Besides fixing critical bugs in the storage backend, the 1.2.4 release mainly improves the memory consumption of queries on large document sets. Major changes include:

  • new node set implementation, which is much more memory efficient compared to previous approaches. The old implementation consumed a lot of memory when used with larger sets of documents. Obviously this had a negative effect on overall performance.
  • reduce memory consumption of documents constructed during a query: if you have a query which creates thousands of small XML fragments, each of those fragments used to have its own document context with its own name pool and various fields which may have never been needed. Large parts of the document context are now shared between fragments and we make more use of lazy initialization, thus reducing the memory consumption of in-memory fragments dramatically (in my tests, I could save up to 100mb memory when creating a few thousand XML fragments in one query).
  • fixed fatal btree bugs leading to index corruptions (which usually caused an ArrayIndexOutOfBounds exception). The bugs were more likely to occur when indexing large string keys, but they may also have happened in other situations. The failure damaged the index and rendered the db unusable (though it could be repaired).
  • fixed concurrency issues leading to ArrayIndexOutOfBounds or NoSuchElement exception when querying for attributes
  • memory leak: we observed that the xerces XML parser builds some internal data structures when validating a document, which are unfortunately not properly cleared afterwards. This is a major problem since eXist pools the XML parser instances. To work around those issues, eXist will no longer pool XML parsers which were used on larger documents.
  • using full text and ngram indexes at the same time caused eXist to hang in an endless loop

The release is now available for download.

Note: all releases in the 1.2 branch are bug fix releases and can be considered stable. They only contain hand-selected changes which were ported back from the main development version.

Warning: Bad Memory Settings in 1.2.2 and 1.2.3

As reported by users, the 1.2.2 and 1.2.3 releases shipped with a bad memory configuration: in the main configuration file (conf.xml), the cacheSize parameter was set to 256M:

<db-connection cacheSize="256M" collectionCache="24M" database="native" files="webapp/WEB-INF/data" pageSize="4096">

However, Java is started with only 128M max. memory, so using 256M for caches will sooner or later result in eXist hitting the wall.

The problem here is that the effects of an OutOfMemory error are somehow unpredictable and may lead to unnoticed corruptions in the database. Java doesn't show many warnings before it runs out of memory.
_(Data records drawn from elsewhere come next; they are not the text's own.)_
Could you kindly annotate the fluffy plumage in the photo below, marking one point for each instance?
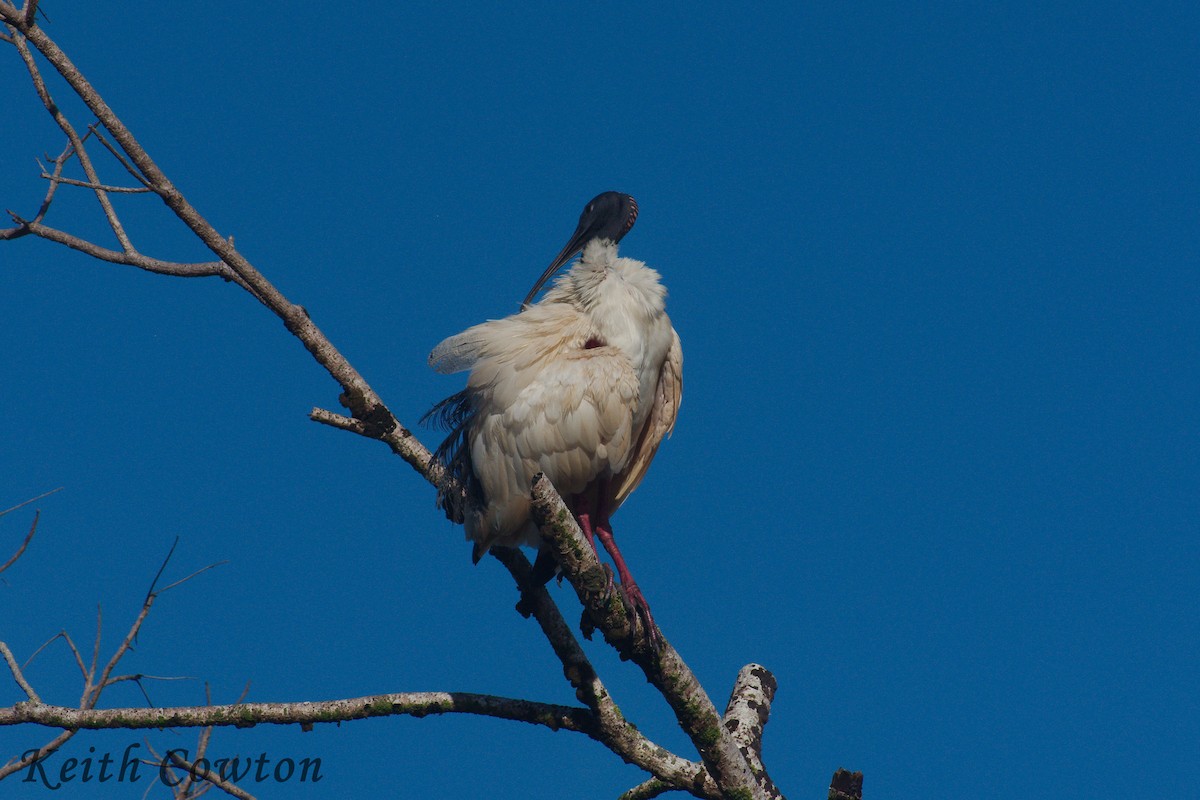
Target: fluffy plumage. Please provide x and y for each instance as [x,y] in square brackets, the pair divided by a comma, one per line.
[581,386]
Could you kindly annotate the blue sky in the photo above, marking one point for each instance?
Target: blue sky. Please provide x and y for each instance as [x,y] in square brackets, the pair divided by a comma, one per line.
[935,270]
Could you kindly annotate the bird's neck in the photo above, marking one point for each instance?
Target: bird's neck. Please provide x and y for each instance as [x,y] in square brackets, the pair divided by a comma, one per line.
[605,286]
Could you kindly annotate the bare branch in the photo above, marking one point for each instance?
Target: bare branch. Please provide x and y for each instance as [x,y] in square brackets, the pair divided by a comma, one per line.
[846,786]
[341,422]
[225,786]
[18,764]
[178,269]
[647,789]
[65,125]
[663,666]
[22,505]
[244,715]
[117,154]
[102,187]
[745,716]
[29,537]
[17,675]
[612,729]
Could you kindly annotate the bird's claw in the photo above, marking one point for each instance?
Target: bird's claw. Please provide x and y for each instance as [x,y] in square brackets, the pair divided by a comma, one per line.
[635,601]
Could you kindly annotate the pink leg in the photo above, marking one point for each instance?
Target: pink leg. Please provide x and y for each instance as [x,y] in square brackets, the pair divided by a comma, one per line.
[585,518]
[634,596]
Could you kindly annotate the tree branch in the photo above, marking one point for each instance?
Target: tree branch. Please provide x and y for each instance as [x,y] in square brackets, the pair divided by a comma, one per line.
[745,716]
[725,769]
[245,715]
[663,666]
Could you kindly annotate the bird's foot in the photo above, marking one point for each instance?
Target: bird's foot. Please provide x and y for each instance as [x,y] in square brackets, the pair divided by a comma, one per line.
[635,601]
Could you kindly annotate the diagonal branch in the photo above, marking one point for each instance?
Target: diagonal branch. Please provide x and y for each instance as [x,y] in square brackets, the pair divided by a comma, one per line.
[612,729]
[719,750]
[663,666]
[72,136]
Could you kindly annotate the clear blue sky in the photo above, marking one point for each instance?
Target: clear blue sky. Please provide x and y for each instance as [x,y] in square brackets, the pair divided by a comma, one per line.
[935,269]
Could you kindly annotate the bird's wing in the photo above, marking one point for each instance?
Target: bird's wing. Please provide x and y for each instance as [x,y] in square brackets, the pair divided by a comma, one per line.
[659,423]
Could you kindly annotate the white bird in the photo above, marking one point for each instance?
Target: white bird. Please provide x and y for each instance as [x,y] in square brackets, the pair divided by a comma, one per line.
[581,386]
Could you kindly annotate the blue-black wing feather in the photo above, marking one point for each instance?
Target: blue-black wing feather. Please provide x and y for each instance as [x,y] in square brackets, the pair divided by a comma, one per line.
[460,486]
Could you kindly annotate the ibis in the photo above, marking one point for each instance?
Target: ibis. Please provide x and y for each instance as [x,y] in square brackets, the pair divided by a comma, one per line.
[581,385]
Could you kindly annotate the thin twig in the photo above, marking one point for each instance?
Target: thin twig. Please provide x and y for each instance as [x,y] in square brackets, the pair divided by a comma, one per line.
[24,543]
[177,269]
[17,675]
[232,789]
[76,142]
[22,505]
[117,154]
[102,187]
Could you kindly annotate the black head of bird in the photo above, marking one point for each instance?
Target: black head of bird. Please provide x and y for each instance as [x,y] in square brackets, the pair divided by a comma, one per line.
[609,215]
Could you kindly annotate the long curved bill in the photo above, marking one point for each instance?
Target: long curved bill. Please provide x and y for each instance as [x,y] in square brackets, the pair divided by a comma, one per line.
[574,245]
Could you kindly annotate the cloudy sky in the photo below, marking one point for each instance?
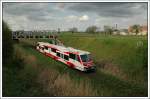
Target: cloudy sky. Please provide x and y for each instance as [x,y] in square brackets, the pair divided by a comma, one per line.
[51,16]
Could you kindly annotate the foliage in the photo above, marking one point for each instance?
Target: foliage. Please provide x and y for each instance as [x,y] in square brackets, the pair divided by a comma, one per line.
[136,28]
[7,45]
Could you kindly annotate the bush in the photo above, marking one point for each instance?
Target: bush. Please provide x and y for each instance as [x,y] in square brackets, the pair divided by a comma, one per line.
[7,44]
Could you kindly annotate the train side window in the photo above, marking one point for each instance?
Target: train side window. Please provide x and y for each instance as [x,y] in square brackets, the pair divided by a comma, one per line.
[61,55]
[53,50]
[72,56]
[58,54]
[66,57]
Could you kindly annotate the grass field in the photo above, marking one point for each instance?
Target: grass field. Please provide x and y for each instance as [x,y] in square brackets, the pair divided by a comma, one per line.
[121,68]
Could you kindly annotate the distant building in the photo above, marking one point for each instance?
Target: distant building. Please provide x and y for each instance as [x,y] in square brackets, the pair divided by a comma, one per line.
[143,30]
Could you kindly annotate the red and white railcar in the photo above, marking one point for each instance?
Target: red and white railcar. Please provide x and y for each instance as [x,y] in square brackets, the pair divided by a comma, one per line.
[74,58]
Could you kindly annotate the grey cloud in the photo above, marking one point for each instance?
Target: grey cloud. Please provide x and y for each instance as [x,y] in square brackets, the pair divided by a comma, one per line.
[110,9]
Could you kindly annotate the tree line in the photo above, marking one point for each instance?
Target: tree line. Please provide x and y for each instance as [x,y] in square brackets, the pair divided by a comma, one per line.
[108,29]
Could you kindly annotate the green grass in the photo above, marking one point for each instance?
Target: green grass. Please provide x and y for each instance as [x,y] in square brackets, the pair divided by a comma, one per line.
[123,54]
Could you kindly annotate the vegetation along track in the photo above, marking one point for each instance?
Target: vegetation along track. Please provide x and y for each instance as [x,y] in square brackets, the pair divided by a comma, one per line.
[106,83]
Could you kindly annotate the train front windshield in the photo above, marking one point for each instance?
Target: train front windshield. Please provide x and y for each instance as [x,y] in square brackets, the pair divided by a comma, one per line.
[85,57]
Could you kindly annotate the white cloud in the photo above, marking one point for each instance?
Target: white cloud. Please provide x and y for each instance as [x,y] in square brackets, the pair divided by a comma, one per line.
[84,18]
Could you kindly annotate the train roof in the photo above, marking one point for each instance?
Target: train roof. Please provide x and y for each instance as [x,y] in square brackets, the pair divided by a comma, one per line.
[65,49]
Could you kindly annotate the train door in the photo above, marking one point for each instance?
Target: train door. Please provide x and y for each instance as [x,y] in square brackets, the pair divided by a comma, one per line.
[73,58]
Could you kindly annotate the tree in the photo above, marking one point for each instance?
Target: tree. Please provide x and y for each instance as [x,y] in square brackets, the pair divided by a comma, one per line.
[91,29]
[108,30]
[136,28]
[7,45]
[73,30]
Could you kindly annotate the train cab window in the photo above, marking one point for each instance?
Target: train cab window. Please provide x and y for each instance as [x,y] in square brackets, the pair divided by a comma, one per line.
[61,55]
[72,56]
[66,57]
[42,48]
[46,47]
[58,54]
[53,50]
[37,44]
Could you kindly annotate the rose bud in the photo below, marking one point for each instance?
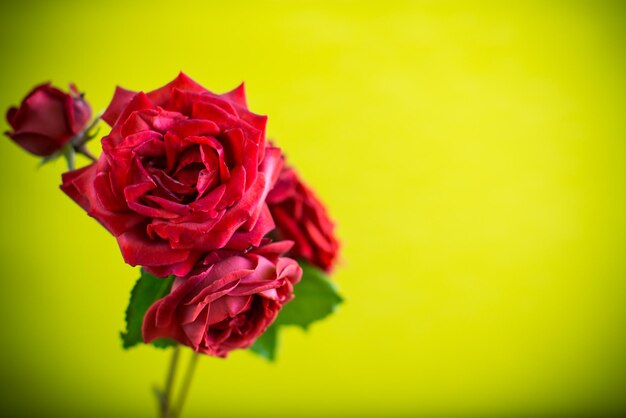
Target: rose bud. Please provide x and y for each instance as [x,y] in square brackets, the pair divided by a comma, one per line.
[47,119]
[302,218]
[184,171]
[228,304]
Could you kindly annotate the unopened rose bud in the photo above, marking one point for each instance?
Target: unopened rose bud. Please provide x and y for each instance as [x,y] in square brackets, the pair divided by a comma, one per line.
[47,119]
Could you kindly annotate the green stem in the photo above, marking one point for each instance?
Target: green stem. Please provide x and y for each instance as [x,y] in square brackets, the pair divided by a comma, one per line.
[165,396]
[186,384]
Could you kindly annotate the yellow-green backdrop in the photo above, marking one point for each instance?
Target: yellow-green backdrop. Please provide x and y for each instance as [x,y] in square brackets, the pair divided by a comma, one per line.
[472,154]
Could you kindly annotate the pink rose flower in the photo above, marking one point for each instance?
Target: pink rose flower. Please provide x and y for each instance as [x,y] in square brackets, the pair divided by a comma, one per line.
[48,119]
[183,172]
[302,218]
[228,304]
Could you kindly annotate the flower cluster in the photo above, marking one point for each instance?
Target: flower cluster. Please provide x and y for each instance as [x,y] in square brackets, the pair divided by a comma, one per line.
[190,187]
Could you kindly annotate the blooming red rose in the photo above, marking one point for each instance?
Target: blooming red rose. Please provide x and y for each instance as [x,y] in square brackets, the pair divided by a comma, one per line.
[302,218]
[228,304]
[48,119]
[184,171]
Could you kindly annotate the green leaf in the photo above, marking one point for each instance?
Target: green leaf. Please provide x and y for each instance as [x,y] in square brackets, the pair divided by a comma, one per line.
[146,291]
[265,345]
[315,298]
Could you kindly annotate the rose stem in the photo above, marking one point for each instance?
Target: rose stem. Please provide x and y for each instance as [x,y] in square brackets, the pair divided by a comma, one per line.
[186,383]
[169,383]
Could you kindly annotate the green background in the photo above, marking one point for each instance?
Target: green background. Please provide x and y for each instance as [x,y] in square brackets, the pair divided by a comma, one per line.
[472,154]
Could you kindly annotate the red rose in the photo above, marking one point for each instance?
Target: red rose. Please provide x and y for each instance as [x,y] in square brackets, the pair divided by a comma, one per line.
[302,218]
[228,304]
[48,119]
[183,171]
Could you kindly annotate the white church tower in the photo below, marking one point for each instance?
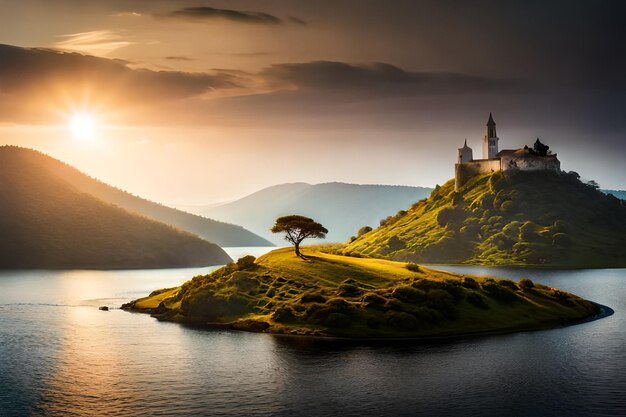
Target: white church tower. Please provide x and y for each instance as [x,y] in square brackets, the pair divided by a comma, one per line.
[490,140]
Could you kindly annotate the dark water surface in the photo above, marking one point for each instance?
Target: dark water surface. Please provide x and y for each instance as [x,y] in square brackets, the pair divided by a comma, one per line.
[60,355]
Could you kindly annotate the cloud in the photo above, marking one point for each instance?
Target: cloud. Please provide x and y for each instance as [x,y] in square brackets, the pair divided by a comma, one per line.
[208,13]
[377,79]
[97,42]
[178,58]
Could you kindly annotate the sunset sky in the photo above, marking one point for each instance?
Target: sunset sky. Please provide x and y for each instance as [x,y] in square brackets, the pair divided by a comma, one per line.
[193,102]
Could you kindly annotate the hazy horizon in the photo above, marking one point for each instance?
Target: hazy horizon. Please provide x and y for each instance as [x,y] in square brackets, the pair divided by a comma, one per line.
[195,102]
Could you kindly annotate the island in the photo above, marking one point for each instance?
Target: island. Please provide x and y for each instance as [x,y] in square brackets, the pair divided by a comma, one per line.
[326,294]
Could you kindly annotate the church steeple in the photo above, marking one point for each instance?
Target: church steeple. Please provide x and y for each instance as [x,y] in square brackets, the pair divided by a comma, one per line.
[491,127]
[490,140]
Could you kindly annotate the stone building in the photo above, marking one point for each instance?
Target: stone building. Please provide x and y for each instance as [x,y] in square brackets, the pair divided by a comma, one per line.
[537,158]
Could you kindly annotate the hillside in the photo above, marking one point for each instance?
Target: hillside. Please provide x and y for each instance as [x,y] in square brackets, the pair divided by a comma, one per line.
[356,297]
[223,234]
[524,218]
[342,208]
[46,222]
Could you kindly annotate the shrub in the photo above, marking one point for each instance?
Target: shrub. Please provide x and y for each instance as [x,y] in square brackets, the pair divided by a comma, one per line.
[469,282]
[246,262]
[443,302]
[477,300]
[349,290]
[395,243]
[408,294]
[284,314]
[373,299]
[337,320]
[526,284]
[401,320]
[312,297]
[498,293]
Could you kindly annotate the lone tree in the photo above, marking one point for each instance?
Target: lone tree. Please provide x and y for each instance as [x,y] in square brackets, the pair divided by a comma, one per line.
[297,228]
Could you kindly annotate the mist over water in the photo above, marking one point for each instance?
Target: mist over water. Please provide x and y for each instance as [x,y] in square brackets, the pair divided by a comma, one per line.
[60,355]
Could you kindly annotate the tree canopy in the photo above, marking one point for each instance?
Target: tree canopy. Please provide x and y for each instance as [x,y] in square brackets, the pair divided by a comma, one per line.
[297,228]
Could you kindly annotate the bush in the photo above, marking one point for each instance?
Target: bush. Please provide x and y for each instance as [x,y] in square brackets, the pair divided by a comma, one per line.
[408,294]
[477,300]
[469,282]
[443,302]
[284,314]
[349,290]
[246,262]
[337,320]
[395,243]
[312,297]
[498,293]
[525,284]
[401,320]
[363,230]
[373,299]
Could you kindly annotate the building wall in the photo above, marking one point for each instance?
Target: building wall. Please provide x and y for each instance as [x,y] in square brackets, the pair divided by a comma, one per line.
[464,172]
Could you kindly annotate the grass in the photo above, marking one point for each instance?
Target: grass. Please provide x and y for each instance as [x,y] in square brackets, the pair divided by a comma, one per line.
[334,295]
[516,219]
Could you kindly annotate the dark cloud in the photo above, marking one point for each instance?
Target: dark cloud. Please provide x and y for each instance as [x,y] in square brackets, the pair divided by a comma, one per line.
[35,80]
[378,79]
[207,13]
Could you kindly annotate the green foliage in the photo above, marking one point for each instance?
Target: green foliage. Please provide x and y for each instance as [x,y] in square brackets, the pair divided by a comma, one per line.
[282,294]
[47,221]
[363,230]
[413,267]
[246,262]
[526,284]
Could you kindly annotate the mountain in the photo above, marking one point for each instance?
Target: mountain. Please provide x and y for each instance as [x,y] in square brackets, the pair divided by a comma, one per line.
[331,295]
[223,234]
[518,218]
[342,208]
[48,222]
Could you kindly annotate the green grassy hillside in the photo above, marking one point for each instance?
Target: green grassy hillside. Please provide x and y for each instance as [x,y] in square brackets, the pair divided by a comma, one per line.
[522,218]
[47,223]
[357,297]
[223,234]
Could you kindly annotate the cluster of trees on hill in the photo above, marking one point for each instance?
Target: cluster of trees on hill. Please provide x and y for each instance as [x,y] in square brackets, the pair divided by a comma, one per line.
[520,218]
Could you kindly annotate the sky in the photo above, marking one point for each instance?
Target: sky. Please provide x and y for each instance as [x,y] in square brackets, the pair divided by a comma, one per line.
[195,102]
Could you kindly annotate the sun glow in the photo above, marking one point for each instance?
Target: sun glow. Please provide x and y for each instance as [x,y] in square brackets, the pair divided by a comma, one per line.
[84,126]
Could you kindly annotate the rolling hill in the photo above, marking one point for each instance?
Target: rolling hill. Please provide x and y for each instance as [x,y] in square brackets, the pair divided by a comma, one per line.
[221,233]
[47,222]
[518,218]
[342,208]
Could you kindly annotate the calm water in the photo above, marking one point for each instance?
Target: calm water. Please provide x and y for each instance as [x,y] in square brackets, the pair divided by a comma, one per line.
[60,355]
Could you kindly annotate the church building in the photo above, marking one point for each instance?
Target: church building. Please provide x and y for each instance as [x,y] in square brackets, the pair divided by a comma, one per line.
[537,158]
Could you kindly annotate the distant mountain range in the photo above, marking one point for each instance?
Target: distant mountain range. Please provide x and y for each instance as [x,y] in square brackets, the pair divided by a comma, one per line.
[341,208]
[49,219]
[223,234]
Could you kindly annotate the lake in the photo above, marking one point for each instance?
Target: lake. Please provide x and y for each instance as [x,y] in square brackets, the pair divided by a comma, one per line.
[60,355]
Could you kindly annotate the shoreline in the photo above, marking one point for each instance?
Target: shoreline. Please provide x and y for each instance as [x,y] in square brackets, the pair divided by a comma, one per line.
[603,312]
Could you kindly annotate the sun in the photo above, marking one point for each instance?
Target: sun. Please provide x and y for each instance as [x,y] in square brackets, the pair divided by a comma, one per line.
[84,126]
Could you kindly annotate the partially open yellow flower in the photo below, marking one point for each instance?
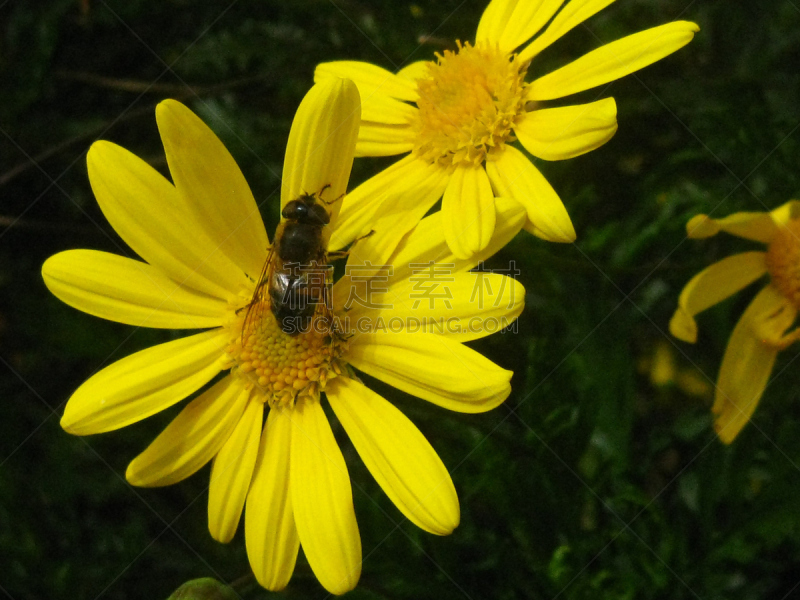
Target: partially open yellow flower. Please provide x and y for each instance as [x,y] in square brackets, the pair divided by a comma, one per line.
[457,116]
[762,330]
[203,244]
All you usually get is a message on stderr.

In general, the cacheSize parameter in conf.xmlshould never be set to more than 1/3 of the maximum memory available to Java. Please adjust cacheSize accordingly or increase Java's max memory (usually set through the -Xmx parameter which has to be passed on the java command line - see bin/functions.d/eXist-settings.sh or bin/startup.bat).

Installer Issues

We still had some issues with the installer in the 1.2.2 release. This was a major problem for some users who redistribute eXist with their own application. Version 1.2.3 has been uploaded to solve those issues.

It also fixes the consistency checker, which was introduced with 1.2.1 and unfortunately triggered a false alarm in some cases.

Updating is not really necessary unless you had problems with the installer or rely on the consistency check service. The 1.2 branch is maintained separately from the development branch. This allows us to release selected bug fixes and improvements much more frequently.